Ask HN: Where to learn about driving engineering change in large organizations? - greymalik
I’ve helped establish best practices and healthy engineering cultures in greenfield scenarios, when I was the first technical hire in an early stage environment. I’ve also come into a small company with significant technical debt and introduced changes to the engineering practice in ways that were embraced by the legacy team. But I’ve never had the chance to reform engineering practices and culture at a very large organization, I’m considering it as a path for professional growth, and I’m looking for ways to learn more about doing it before I dive into the deep end.<p>I’m talking about a software company with dozens or even hundreds of engineers, with large amounts of technical debt, that has a giant, monolithic codebase that’s highly-coupled and poorly tested, a release process that is slow and brittle. And in this scenario, I either lack the authority to dictate global change or I think that an authoritarian approach would be inappropriate and ineffective, or I have no authority at all and have to drive change locally, from the bottom up.<p>If I didn’t know a lot about what best practices were, I’d be reading things like Clean Code. If I didn’t know a lot about strategies for approaching technical debt, I’d be reading things like  Working Effective with Legacy Code. If I didn’t know a lot about leading a small team in general, I’d be reading things like Radical Candor. But none of those quite capture the problem I’m describing.<p>Can HN recommend any books, blogs, videos, podcasts, personalities I should be looking at?
======
codingdave
> I’m talking about a software company with dozens or even hundreds of
> engineers, with large amounts of technical debt, that has a giant,
> monolithic codebase that’s highly-coupled and poorly tested, a release
> process that is slow and brittle.

I think you may have a flawed view of large software organizations. While I'm
sure some companies exist that match the above description, I've more
typically seen numerous siloed teams, with their own codebases, with both
loose and tight coupling to other teams, with a variety of processes, and
therefore a variety of quality around the teams.

So it is not as simple as just picking a universal pain point and
transitioning to a new process. It is about understanding the drivers and
history that got each team to where they are, picking apart which of those
drivers is still relevant, and looking for shared pain points between teams
that are now open to change due to changes in the business since things were
set up.

Because of this, I'd focus less on the technical side, and more on
communications and business, as those are the rabbit holes you'll need to go
down to build consensus from multiple teams to mutually move to a better
place.

------
acesubido
For personalities try Jason Friedman. Martin Fowler's Refactoring is a nice
read too.

But personally, I'd like to ask what business goal are we looking to solve?
Because regardless of how murky a codebase can be, if that codebase keeps
hitting a business goal, then we really can't drive a change in practices.

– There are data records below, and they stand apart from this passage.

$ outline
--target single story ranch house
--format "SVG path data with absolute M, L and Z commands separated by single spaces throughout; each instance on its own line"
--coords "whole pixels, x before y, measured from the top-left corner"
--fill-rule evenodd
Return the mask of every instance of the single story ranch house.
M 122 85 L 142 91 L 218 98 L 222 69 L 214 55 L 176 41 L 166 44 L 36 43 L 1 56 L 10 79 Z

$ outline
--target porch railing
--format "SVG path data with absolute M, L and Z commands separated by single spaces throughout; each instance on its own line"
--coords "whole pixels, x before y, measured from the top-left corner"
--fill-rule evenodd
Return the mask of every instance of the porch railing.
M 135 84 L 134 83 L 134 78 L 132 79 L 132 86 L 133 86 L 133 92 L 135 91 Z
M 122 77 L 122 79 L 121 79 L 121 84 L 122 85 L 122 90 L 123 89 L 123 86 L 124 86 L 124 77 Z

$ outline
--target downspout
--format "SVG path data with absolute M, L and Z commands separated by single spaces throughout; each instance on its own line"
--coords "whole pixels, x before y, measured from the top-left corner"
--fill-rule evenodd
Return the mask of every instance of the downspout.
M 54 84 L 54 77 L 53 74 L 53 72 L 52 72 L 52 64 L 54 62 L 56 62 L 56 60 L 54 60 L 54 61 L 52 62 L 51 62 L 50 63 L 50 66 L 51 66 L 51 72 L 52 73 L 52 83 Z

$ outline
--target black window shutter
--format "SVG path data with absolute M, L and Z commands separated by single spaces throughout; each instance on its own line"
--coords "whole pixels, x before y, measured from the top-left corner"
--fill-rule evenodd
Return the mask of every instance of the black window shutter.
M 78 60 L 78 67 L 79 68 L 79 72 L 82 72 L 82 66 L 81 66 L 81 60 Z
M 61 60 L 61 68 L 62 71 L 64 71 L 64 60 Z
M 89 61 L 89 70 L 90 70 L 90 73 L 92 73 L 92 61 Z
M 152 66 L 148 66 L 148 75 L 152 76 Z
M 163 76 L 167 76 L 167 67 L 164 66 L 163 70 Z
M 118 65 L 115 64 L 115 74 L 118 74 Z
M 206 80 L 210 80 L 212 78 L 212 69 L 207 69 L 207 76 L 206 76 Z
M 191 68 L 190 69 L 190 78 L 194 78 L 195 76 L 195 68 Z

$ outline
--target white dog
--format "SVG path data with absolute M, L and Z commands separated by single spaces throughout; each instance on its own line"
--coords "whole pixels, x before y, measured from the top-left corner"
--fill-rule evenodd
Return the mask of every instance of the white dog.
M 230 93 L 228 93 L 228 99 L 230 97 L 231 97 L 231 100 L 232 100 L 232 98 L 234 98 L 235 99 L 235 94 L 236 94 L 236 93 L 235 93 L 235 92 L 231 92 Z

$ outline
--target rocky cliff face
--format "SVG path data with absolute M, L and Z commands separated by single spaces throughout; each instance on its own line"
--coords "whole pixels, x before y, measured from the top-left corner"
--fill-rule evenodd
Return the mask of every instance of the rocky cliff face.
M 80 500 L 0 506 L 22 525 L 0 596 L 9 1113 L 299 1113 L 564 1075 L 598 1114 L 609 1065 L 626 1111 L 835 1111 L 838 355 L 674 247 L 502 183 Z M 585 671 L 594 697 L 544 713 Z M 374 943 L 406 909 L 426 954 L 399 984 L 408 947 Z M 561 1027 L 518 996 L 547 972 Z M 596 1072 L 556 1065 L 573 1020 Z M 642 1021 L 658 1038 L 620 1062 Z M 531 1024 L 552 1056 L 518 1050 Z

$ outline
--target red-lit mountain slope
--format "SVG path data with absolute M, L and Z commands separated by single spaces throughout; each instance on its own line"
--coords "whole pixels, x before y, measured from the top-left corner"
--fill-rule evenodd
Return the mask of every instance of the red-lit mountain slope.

So, we first present business goals. Here's a few examples:

If the business goal is to give better estimates for fulfilling custom
features faster, then testing would be the first in the list. Not even the
release process. Tests lessens cognitive load for developers when they're
asked "how long can we make this feature?". They'll have an idea that it'll
probably break a bunch of services, etc. a.) If you're in leadership, ask for
tests when people make a PR. b.) If you're not in leadership, look for the
smallest part of the monolith. Write 1 integration test, add a CI integration,
put it in a PR. Co-workers would probably like that.

If the business goal is to give better SLA's (turn around time for addressing
breaking bugs, scaling better), then the release process would come first.

Regarding technical debt: One way to address technical debt is to slowly
address it by folding in the effort of cleaning and refactoring inside a
feature request. ex: making a new form about 2FA takes 3 days, but you can say
7 and explain that we'll setup a CI test build, then hit and address some debt
regarding User Authentication along the way.

It'll introduce as a "Clean As You Go" culture in the legacy engineering team,
which will pay off in the long-run instead of having a huge amount of time
just dedicated to addressing technical debt.

The danger of separating "address technical debt" as a separate effort is it
sometimes results into some unnecessary abstractions and over-refactoring:
i.e. trying to make certain things too generic, bordering on building a
framework.

But then again, if the business goal was to make a framework for a business
goal (maybe something the bizdev can sell), then it can definitely be made as
a separate effort. Otherwise, it'll be seen in the bizdev as someone just
"playing" around with tech.

------
d44m
I'd suggest you start with identifying and quantifying the areas of
improvement. Tools to analyze code quality, unit test coverage and defect
leakage could give a sense of what the problem areas are. From there, you can
build a consensus on the to-be state. This apprach would shine light on the
relevant problems and would reduce resistance.

------
_ah
This isn't quite what you're looking for, but you may find some inspiration in
The Phoenix Project (Gene Kim, George Spafford, Kevin Behr).